C64 à Kinshasa : report de la marche et ultimatum au président Tshisekedi jusqu’au 15 août

C64 à Kinshasa : report de la marche et ultimatum au président Tshisekedi jusqu’au 15 août

La Coalition Article 64 pour la défense de l’ordre constitutionnel (C64), réunie ce lundi 20 juillet à Kinshasa, a pris une décision majeure en reportant la marche pacifique initialement prévue ce mercredi 22 juillet devant le Palais de la Nation. Cette marche devait exiger le départ du président Félix Tshisekedi, mais la C64 a choisi de donner une chance au dialogue national.

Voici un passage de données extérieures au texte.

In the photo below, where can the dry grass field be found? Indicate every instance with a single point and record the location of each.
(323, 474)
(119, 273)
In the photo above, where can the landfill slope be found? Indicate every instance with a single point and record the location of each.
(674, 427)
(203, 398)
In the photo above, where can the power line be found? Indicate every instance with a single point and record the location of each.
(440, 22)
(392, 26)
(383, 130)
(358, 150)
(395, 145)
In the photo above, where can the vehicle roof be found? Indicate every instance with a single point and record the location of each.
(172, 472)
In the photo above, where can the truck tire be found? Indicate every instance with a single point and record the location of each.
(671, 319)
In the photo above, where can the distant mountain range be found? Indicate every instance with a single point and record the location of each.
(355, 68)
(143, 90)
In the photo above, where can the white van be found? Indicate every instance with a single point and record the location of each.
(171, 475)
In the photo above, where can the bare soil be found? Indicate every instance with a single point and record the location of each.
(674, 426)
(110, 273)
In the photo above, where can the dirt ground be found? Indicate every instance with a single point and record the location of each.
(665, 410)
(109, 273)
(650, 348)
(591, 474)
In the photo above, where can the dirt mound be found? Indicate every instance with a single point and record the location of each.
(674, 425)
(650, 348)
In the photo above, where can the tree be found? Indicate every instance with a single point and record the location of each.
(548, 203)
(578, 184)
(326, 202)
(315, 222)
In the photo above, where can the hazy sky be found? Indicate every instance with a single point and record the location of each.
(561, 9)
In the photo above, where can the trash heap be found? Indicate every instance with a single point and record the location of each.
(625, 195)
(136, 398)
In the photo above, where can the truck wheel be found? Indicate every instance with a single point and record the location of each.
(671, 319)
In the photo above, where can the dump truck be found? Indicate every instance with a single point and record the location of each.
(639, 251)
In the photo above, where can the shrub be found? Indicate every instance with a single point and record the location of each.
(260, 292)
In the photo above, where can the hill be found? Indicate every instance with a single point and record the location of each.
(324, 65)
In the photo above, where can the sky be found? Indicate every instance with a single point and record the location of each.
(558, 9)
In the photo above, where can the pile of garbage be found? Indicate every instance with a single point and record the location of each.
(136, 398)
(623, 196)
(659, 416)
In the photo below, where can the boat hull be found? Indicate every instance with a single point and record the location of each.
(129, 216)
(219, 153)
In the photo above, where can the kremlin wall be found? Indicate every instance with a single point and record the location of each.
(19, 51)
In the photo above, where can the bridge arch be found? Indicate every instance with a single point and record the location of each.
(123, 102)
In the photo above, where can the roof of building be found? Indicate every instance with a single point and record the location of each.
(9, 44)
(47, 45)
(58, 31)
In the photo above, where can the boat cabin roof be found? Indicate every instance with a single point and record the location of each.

Dans un communiqué signé par les cinq leaders de la coalition — Martin Fayulu (ECiDé), Jean-Marc Kabund (A.Ch), Moïse Katumbi (Ensemble), Augustin Matata (LGD) et Delly Sesanga (Envol) — la C64 explique que ce report fait suite à l’appel lancé par la CENCO et l’ECC, représentées respectivement par le Cardinal Fridolin Ambongo et le Révérend André Bokundoa. Ces deux institutions religieuses avaient invité la C64 à accorder une réelle opportunité au dialogue national.

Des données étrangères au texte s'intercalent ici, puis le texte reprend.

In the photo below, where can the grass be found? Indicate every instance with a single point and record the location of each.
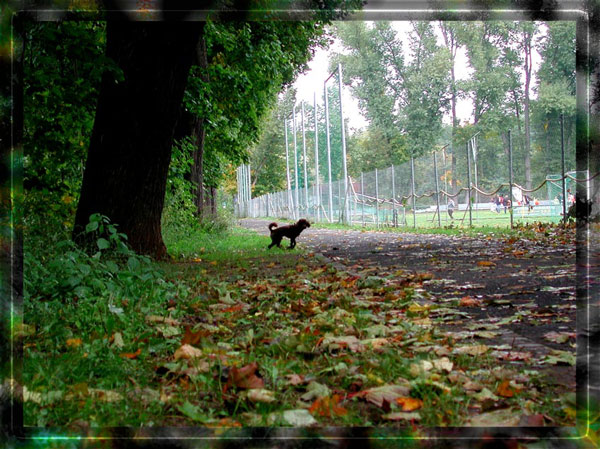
(106, 354)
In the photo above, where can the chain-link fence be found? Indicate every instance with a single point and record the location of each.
(422, 193)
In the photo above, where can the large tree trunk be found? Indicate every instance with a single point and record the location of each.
(130, 149)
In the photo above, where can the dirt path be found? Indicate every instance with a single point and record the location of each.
(526, 286)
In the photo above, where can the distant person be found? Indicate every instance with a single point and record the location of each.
(451, 206)
(527, 202)
(570, 198)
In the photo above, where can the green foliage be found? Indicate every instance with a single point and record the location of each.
(63, 65)
(64, 272)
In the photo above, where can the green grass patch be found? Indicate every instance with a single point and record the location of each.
(101, 335)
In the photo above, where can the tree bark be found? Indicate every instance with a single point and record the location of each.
(197, 175)
(130, 149)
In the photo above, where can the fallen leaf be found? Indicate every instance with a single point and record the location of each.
(192, 338)
(350, 342)
(162, 319)
(469, 301)
(73, 342)
(187, 352)
(261, 395)
(498, 418)
(443, 364)
(506, 390)
(471, 350)
(328, 406)
(131, 355)
(402, 416)
(298, 418)
(559, 337)
(409, 404)
(118, 340)
(168, 331)
(385, 393)
(295, 379)
(315, 390)
(532, 421)
(245, 377)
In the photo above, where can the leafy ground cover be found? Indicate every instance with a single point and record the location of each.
(231, 334)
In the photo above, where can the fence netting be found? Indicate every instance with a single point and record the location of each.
(422, 193)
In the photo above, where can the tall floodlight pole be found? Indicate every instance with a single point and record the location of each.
(347, 218)
(328, 151)
(437, 189)
(296, 199)
(469, 184)
(562, 160)
(414, 193)
(305, 176)
(510, 195)
(317, 189)
(287, 167)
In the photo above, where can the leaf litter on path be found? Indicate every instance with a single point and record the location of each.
(304, 343)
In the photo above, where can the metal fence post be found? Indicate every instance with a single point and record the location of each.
(296, 196)
(437, 188)
(562, 160)
(317, 188)
(394, 215)
(287, 167)
(328, 152)
(344, 164)
(510, 180)
(304, 162)
(414, 193)
(469, 185)
(376, 200)
(362, 192)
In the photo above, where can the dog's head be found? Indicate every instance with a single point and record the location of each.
(302, 223)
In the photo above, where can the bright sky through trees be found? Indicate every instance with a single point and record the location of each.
(312, 80)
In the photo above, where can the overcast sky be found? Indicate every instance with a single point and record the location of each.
(307, 83)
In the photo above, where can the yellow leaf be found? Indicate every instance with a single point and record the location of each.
(409, 404)
(187, 352)
(74, 342)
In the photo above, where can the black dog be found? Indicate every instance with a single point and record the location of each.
(289, 231)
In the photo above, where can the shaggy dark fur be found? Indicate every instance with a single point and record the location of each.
(289, 231)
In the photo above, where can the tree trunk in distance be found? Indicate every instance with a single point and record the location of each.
(197, 170)
(130, 148)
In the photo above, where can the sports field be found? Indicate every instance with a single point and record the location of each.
(479, 217)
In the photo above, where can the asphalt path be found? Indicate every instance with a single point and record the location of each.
(526, 286)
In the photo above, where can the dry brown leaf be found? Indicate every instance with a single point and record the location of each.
(385, 393)
(295, 379)
(162, 319)
(73, 342)
(261, 395)
(131, 355)
(402, 416)
(187, 352)
(469, 301)
(327, 406)
(471, 349)
(506, 390)
(409, 404)
(245, 377)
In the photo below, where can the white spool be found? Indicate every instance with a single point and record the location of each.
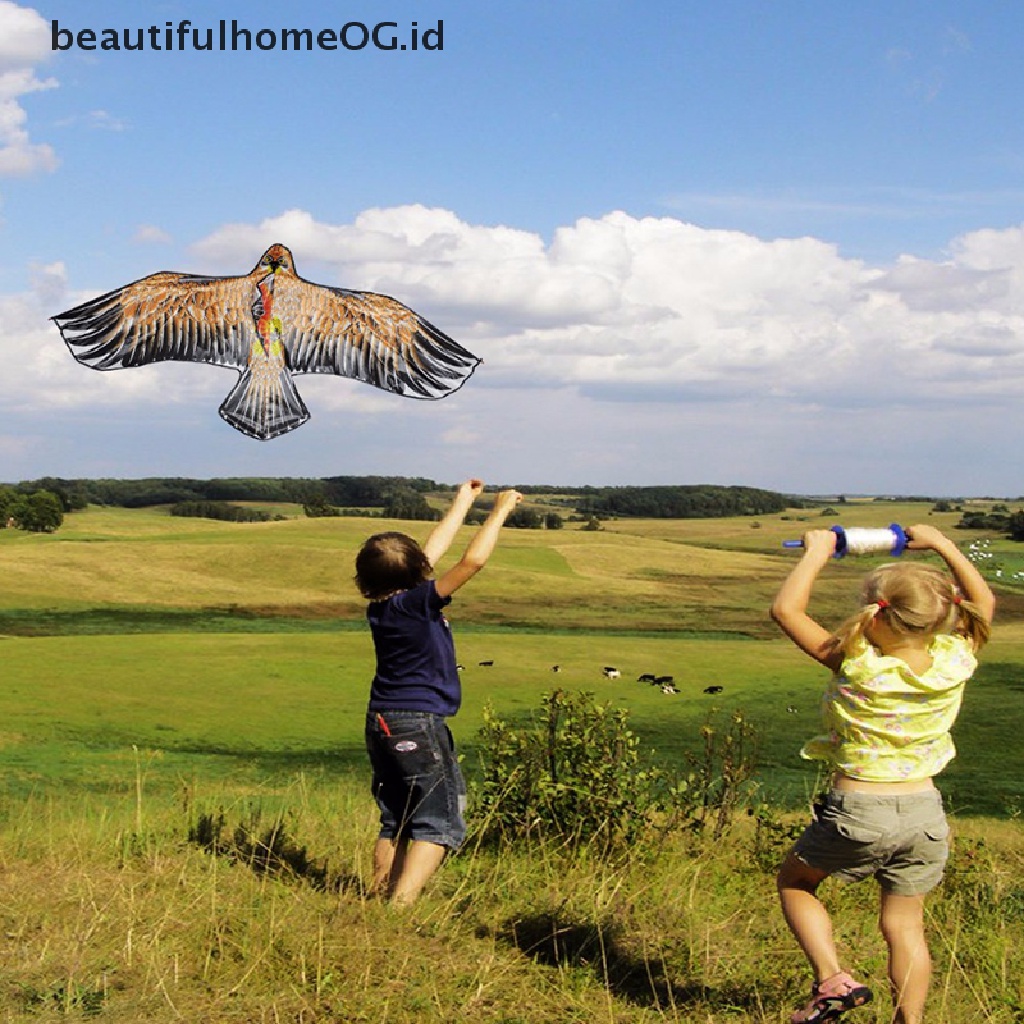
(860, 541)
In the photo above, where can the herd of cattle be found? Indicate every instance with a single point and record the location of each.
(667, 683)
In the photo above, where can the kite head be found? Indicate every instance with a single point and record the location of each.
(276, 258)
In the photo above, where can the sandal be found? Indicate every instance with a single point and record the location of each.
(830, 998)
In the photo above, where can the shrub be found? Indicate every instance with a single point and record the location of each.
(573, 773)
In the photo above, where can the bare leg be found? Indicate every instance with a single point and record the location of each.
(902, 924)
(806, 915)
(418, 865)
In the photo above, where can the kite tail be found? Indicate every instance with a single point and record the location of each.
(264, 403)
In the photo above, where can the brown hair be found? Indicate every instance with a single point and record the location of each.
(389, 562)
(914, 599)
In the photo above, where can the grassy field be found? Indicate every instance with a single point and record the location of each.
(157, 669)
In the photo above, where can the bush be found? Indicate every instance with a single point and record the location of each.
(573, 774)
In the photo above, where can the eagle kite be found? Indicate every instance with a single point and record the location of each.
(268, 325)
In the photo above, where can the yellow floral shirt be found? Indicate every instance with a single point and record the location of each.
(887, 724)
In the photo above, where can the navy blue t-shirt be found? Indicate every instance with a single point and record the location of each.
(416, 667)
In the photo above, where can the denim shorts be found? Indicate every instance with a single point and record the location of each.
(417, 781)
(901, 841)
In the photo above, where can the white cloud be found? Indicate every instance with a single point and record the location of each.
(617, 304)
(24, 43)
(634, 348)
(152, 235)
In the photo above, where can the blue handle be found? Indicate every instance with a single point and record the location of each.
(900, 541)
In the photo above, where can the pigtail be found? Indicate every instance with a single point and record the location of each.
(851, 633)
(971, 623)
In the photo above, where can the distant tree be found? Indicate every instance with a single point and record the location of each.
(223, 511)
(525, 519)
(404, 503)
(1016, 525)
(40, 512)
(7, 497)
(318, 508)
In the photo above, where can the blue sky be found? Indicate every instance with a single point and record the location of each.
(778, 245)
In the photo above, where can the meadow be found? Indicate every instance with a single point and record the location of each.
(160, 670)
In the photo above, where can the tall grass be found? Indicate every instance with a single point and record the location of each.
(111, 912)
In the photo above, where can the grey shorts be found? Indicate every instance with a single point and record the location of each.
(901, 841)
(417, 781)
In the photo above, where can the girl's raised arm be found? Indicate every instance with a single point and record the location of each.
(443, 534)
(790, 607)
(971, 583)
(480, 547)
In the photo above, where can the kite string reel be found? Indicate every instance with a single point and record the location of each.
(864, 541)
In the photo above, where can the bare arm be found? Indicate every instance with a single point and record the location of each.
(480, 547)
(971, 583)
(443, 534)
(790, 607)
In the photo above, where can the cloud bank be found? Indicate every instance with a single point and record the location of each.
(658, 309)
(622, 349)
(25, 42)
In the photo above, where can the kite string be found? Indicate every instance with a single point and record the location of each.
(860, 541)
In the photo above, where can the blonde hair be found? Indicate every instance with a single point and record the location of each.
(915, 600)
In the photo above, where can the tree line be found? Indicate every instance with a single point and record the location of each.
(678, 501)
(38, 511)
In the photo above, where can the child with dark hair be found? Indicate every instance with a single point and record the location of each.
(416, 777)
(899, 667)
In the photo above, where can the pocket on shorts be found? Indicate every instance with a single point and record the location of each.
(857, 833)
(413, 749)
(848, 825)
(939, 833)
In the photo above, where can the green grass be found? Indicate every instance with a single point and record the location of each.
(268, 705)
(159, 670)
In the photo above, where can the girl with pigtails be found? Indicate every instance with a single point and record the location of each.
(899, 667)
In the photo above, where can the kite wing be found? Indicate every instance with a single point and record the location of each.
(369, 337)
(167, 315)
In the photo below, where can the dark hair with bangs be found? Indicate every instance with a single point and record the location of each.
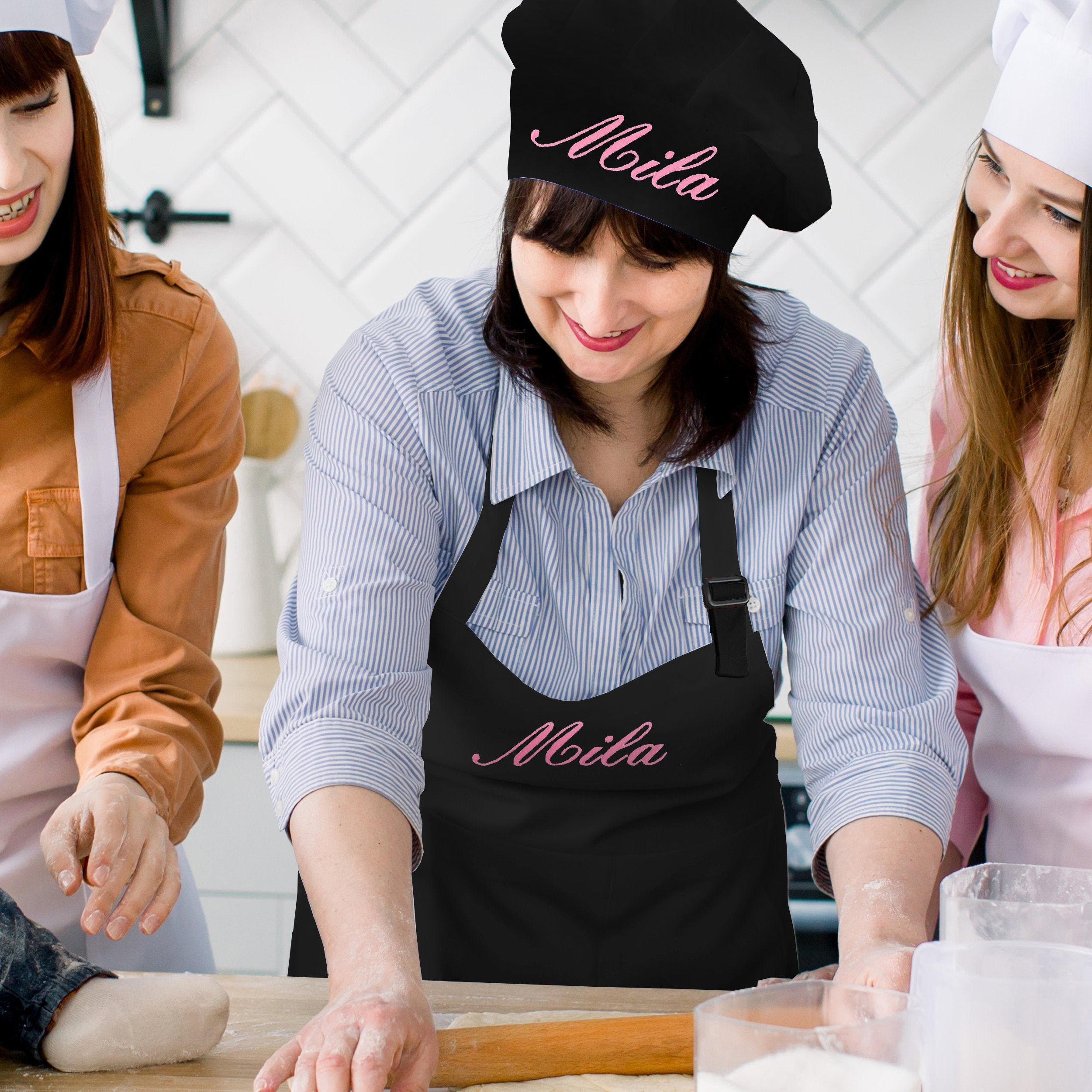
(709, 383)
(67, 285)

La coalition a également pris acte de l’annonce faite par la Présidence de la République, à l’issue d’une audience accordée aux responsables des deux confessions religieuses, concernant la volonté du Chef de l’État d’organiser un « dialogue inclusif, apaisé et résolument républicain », dans le respect des institutions et de la Constitution.

Un geste de responsabilité, mais une détermination intacte

Le report de la marche, décidé lors des réunions de la Conférence des Présidents des samedi 18 et lundi 20 juillet, est présenté comme un « geste de responsabilité » par la C64. La coalition insiste sur le fait que cette décision ne doit pas être interprétée comme un renoncement à la défense de l’ordre constitutionnel ou comme un affaiblissement de sa détermination.

La C64 réaffirme avec force son opposition à toute tentative de remise en cause de la Constitution, rappelant que, conformément aux articles 70 et 220, nul ne peut exercer plus de deux mandats à la tête de l’État.

Cependant, la coalition pose des conditions strictes pour la tenue de ce dialogue. Elle exige que celui-ci soit officiellement convoqué dans les plus brefs délais afin d’aborder les crises profondes du pays :

  • L’agression extérieure et l’insécurité persistante dans l’Est du pays ;
  • La crise de gouvernance et les difficultés économiques et sociales ;
  • Les réformes nécessaires à la réunification du territoire et à la consolidation de la paix.

La C64 réclame également des mesures de confiance et de décrispation pour rassurer toutes les parties prenantes.

Un ultimatum clair adressé à Félix Tshisekedi

La coalition met en garde le pouvoir contre tout acte de provocation, en particulier la poursuite du processus de changement constitutionnel. Elle cite explicitement l’éventuelle promulgation d’une loi sur le référendum comme une ligne rouge à ne pas franchir.

Si le dialogue national inclusif n’est pas officiellement convoqué d’ici au 15 août 2026, ou si les engagements annoncés ne se concrétisent pas, la C64 se réserve le droit d’en tirer « toutes les conséquences politiques » et d’appeler le peuple congolais à reprendre les actions citoyennes pacifiques.

En attendant, la coalition affirme maintenir l’ensemble de ses structures, tant au pays qu’à l’étranger, en « état de mobilisation et d’alerte maximale ».

Conférence de presse des leaders de la C64 à Kinshasa, le 20 juillet 2026.

Contexte et enjeux

Cette décision intervient dans un contexte politique marqué par des tensions persistantes entre l’opposition et le pouvoir en place. La C64, qui regroupe plusieurs partis politiques et figures de la société civile, continue de défendre avec véhémence le respect strict de la Constitution, notamment l’article limitant le nombre de mandats présidentiels.

Le dialogue national, évoqué à plusieurs reprises par les autorités, reste un sujet de débat. Les leaders de la C64 insistent sur la nécessité d’un processus véritablement inclusif, capable de répondre aux défis sécuritaires, économiques et sociaux qui minent la stabilité de la République Démocratique du Congo.